«Alle 6 del mattino è arrivato un furgoncino al centro migranti di Acquapendente e ha caricato diversi ragazzi. Lo abbiamo seguito per un po’ fino e abbiamo visto che alla guida c’era l’imprenditore sui cui stavamo indagando». Con la testimonianza del carabiniere che ha partecipato alle attività di indagini è ripreso il processo all’imprenditore di Acquapendente accusato di sfruttamento del lavoro con l’aggravante del caporalato.
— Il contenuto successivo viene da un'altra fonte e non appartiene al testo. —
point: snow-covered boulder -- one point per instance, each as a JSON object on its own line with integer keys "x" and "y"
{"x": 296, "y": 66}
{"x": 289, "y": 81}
Secondo le indagini dei carabinieri della compagnia di Montefiascone avrebbe costretto almeno tre operai, reclutati in un vicino centro per rifugiati, a lavorare nei boschi per oltre 10 ore al giorno e con una paga da fame. Ovvero dalle cento alle duecento euro al mese. Le indagini sull’imprenditore, difeso dall’avvocato Enrico Valentini, sono iniziate a giugno 2018. Per più di un anno i militari e l’ispettorato del lavoro hanno seguito i suoi lavori mentre i funzionari controllavano la regolarità dei pagamenti.
Due i procedimenti a carico dell’imputato, scaturiti dalle indagini e che ora sono stati riuniti in un unico processo.
Le vittime, secondo quanto raccontato, venivano sottoposti ad orari di lavoro esorbitanti rispetto ai limiti previsti dai contratti collettivi nazionali, e venivano retribuite in modo risibile. Si torna in aula il 18 maggio 2023 per l’esame imputato e la discussione.